Let me now say something about precedent, for precedent is very important. Many people have talked about the history of this place, and the history of the relationship between the legislature and the Executive, but why has no one on the Government Benches cited what is, in my view, the very important precedent of John Major? When he was Prime Minister and was faced with a very tricky negotiation on the Maastricht treaty, he made the courageous decision—and it was not a risk-free decision—to come to the House and say, “This is what I want to negotiate on behalf of the United Kingdom; do you agree or not?” There was a debate, and then a vote, on 20 and 21 November 1991 That was a stance taken with courage and delivered with clarity. Where is the courage now? Where is the clarity? Where is the willingness of this Government to put country before party? It is truly a shame that the example set by John Major is not being adopted by the followers of the present Prime Minister.
I shall make some progress, if I may. I want to cite one final precedent, which has not been mentioned in the debate so far but of which I have personal experience, and which I think has a direct bearing on the debate.
When I was Deputy Prime Minister in the coalition Government, a Secretary of State—I shall come to who it was in a minute—came to me and said, “Look, I have to negotiate, on behalf of the Government, a very tricky deal with the rest of the European Union.” It was all to do with the so-called JHA opt-out, on which I am sure the hon. Member for Stone could deliver a great treatise. As he will remember, under provisions negotiated by Tony Blair, the United Kingdom fell automatically out of a bunch of measures on crime-fighting—the so-called judicial and home affairs co-operation measures—and we had to decide, as a country, which ones we were going to opt back into.
There was a great tussle and argument between the two parties in the coalition. I wanted us to opt into more measures, and the Conservatives did not.
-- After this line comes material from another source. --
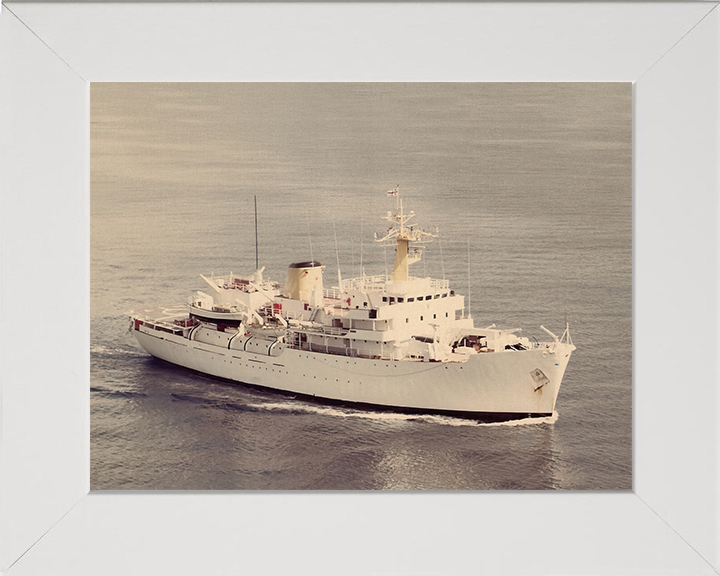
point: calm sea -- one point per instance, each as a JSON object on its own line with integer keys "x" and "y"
{"x": 534, "y": 178}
However, I was told by the Secretary of State that the one absolutely indispensable requirement for that Secretary of State was, at the beginning of the negotiations, a full debate and vote on the mandate on which the coalition would then negotiate with the other member states, and at the end, another debate and vote. Those took place, and I can give the House the dates, which I have here on my scrawny little piece of paper. On 15 July 2013, the House debated and voted on that complex negotiation on the JHA opt-out, and the concluding vote on the final package—which we as a coalition Government were bringing back to the House—took place on 10 November 2014. The House might be interested to learn that the Secretary of State who was so adamant at that time that there should be a debate and a vote on those negotiations was none other than the Prime Minister of today.
That is significant, and my final question for the Ministers is this. If it was justifiable for the House of Commons to have not only a debate but a vote at the beginning and the conclusion of a negotiation on the significant but none the less comparatively narrow matter of the JHA opt-out, why on earth are the Government not coming here today and granting the House exactly the same rights and prerogatives for something that is immeasurably more significant and that will, as so many people have said, have a bearing on life in this country for generations to come?